[DRAFT] Fix pool renewal race by andrzej-jackowski-scylladb · Pull Request #835 · scylladb/python-driver

andrzej-jackowski-scylladb · 2026-04-29T15:22:26Z

@dkropachev, @sylwiaszunejko, #317 continuously causes ScyllaDB CI failures. This is a draft PR that attempts to solve the problem, but I don't have a deep understanding of all the python-driver corner cases. Do you think this approach is worth pursuing?

=====

When pool creation races for the same host, a slower attempt can
overwrite a pool that another thread already published and close
connections with in-flight requests.

Capture the previous pool before connection setup, then compare
that state under the session lock before publishing the new pool.
If another thread changed the pool, discard the stale pool instead
of replacing the current one.

Keep pool removals behind the same lock so the check observes all
writers.

Fixes: #317

Pre-review checklist

I have split my patch into logically separate commits.
All commit messages clearly explain what they change and why.
I added relevant tests for new features and bug fixes.
All commits compile, pass static checks and pass test.
PR description sums up the changes and reasons why they should be introduced.
I have provided docstrings for the public items that I want to introduce.
I have adjusted the documentation in ./docs/source/.
I added appropriate Fixes: annotations to PR description.

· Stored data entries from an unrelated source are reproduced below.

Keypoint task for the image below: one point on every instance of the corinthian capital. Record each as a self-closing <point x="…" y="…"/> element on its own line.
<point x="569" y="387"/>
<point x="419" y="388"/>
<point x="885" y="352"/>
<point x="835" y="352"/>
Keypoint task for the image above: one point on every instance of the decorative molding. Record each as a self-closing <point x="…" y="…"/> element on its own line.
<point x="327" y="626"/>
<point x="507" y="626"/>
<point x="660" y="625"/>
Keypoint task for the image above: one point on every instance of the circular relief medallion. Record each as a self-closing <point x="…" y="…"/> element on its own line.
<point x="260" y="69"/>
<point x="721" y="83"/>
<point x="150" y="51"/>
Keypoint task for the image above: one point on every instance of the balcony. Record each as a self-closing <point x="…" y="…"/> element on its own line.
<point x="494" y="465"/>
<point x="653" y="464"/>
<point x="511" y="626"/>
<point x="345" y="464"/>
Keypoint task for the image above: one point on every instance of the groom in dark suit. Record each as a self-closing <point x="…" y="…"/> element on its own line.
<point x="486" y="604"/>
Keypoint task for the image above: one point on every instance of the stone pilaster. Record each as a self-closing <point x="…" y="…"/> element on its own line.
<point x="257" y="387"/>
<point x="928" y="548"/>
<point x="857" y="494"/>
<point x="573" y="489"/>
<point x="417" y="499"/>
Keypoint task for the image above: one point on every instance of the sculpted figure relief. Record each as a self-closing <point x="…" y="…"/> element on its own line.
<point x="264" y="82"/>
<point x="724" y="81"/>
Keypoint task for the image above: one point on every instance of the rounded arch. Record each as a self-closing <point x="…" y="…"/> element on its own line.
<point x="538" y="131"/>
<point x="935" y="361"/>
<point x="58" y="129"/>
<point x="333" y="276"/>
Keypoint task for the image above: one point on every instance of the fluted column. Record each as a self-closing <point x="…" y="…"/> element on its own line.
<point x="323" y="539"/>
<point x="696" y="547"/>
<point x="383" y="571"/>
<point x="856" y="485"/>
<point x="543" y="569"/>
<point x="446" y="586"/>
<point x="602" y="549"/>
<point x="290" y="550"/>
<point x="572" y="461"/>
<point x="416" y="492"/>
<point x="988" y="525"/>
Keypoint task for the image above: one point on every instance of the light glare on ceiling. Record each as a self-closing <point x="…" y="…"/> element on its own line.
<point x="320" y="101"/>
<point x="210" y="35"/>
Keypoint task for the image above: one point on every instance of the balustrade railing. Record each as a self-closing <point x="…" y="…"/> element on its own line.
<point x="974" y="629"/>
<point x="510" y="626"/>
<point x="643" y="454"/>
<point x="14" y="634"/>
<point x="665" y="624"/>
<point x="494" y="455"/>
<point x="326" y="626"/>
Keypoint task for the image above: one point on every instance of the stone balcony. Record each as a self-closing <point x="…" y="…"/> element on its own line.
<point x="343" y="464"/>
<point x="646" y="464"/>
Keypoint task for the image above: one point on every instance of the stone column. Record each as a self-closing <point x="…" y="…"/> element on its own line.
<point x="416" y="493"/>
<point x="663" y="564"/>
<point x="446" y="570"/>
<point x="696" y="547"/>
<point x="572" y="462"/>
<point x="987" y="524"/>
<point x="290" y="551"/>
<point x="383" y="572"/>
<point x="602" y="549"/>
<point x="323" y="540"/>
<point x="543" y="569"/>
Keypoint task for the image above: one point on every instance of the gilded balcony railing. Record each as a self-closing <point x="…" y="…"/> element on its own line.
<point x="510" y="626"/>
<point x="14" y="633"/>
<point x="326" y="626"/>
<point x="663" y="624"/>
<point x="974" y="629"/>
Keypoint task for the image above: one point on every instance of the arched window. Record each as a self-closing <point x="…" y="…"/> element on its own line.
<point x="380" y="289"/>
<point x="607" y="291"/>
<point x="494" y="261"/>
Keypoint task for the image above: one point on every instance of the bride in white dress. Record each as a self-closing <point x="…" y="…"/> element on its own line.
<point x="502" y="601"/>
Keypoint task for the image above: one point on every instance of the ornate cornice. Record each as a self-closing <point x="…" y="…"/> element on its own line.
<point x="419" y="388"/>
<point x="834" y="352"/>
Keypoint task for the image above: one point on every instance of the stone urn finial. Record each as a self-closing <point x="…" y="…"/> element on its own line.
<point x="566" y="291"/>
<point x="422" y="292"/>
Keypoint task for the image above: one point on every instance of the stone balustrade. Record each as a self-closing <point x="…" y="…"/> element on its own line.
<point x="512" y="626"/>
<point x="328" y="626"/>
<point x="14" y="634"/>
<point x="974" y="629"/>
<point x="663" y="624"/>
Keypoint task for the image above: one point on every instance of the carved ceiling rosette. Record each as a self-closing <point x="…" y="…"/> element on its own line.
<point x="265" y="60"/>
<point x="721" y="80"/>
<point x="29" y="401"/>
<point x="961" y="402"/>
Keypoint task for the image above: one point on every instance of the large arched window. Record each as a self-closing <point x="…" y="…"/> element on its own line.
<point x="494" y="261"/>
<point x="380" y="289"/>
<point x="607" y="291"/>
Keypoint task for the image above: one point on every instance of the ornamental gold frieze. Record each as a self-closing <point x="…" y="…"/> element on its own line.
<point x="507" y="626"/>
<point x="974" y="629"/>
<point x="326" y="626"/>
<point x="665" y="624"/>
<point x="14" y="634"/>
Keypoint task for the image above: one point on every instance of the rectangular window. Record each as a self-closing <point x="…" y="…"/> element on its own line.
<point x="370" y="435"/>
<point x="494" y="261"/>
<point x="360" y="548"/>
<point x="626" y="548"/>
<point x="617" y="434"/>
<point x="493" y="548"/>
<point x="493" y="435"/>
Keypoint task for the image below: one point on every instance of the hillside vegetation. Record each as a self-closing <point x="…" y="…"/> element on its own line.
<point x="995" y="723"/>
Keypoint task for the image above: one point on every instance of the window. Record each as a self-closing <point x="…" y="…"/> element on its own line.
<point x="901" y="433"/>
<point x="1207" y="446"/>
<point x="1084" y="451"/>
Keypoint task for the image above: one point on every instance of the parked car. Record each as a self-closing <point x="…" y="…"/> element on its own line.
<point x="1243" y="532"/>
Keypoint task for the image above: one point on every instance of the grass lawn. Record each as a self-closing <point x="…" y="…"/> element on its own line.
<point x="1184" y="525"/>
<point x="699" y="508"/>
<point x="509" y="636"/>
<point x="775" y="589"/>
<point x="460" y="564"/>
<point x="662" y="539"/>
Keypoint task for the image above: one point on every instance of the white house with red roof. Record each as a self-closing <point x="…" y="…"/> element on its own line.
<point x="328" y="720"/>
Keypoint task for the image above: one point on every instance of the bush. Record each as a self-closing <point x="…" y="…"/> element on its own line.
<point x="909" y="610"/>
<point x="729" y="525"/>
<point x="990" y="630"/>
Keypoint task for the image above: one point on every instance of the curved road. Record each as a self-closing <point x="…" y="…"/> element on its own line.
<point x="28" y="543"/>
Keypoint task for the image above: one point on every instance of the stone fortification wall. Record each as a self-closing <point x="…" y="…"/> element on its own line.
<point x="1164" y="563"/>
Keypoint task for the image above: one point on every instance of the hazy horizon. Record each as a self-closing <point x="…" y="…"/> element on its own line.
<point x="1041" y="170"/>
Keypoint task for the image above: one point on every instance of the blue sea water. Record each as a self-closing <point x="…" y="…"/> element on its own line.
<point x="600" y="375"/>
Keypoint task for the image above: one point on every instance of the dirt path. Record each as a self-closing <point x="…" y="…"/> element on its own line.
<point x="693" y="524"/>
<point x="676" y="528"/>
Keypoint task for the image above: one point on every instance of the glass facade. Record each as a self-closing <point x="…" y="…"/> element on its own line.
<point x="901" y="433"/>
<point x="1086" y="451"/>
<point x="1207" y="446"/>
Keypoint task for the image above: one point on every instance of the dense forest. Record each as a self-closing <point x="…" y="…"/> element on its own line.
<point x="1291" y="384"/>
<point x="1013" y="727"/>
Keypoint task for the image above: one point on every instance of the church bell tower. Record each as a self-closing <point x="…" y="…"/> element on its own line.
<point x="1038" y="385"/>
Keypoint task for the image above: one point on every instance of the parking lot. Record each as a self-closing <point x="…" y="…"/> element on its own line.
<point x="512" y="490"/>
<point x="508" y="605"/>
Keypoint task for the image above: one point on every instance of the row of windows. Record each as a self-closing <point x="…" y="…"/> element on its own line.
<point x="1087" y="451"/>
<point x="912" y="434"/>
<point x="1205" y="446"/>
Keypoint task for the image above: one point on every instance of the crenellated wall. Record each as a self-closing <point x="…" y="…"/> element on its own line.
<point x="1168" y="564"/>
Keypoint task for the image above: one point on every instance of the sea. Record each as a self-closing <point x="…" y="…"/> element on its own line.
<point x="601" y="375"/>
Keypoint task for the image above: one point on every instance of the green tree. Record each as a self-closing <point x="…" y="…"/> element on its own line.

When pool creation races for the same host, a slower attempt can overwrite a pool that another thread already published and close connections with in-flight requests. Capture the previous pool before connection setup, then compare that state under the session lock before publishing the new pool. If another thread changed the pool, discard the stale pool instead of replacing the current one. Keep pool removals behind the same lock so the check observes all writers. Fixes: scylladb#317

Add a deterministic unit test for the case where another thread publishes a pool while a slower add attempt is still constructing its pool. This guards against closing in-flight connections by replacing the pool that should remain current. Refs: scylladb#317

andrzej-jackowski-scylladb · 2026-04-29T15:23:48Z

@dkropachev, please reassign the review if there are more appropriate developers on the driver team.

Lorak-mmk · 2026-04-29T15:57:58Z

I'll look into it tomorrow. I did think about how to solve the issue, and couldn't figure out anything sensible, so I'm looking forward to reading your solution.

Lorak-mmk · 2026-04-30T17:11:10Z

Eh. Will it solve this specific issue? Maybe, I'm not sure.
The problem that we should imo solve is why are there even multiple calls to add_or_renew_pool. With your approach the useless connections will still be opened.
And I don't even want to think about implications of those concurrent calls calling self.cluster.signal_connection_failure or self.cluster.on_down...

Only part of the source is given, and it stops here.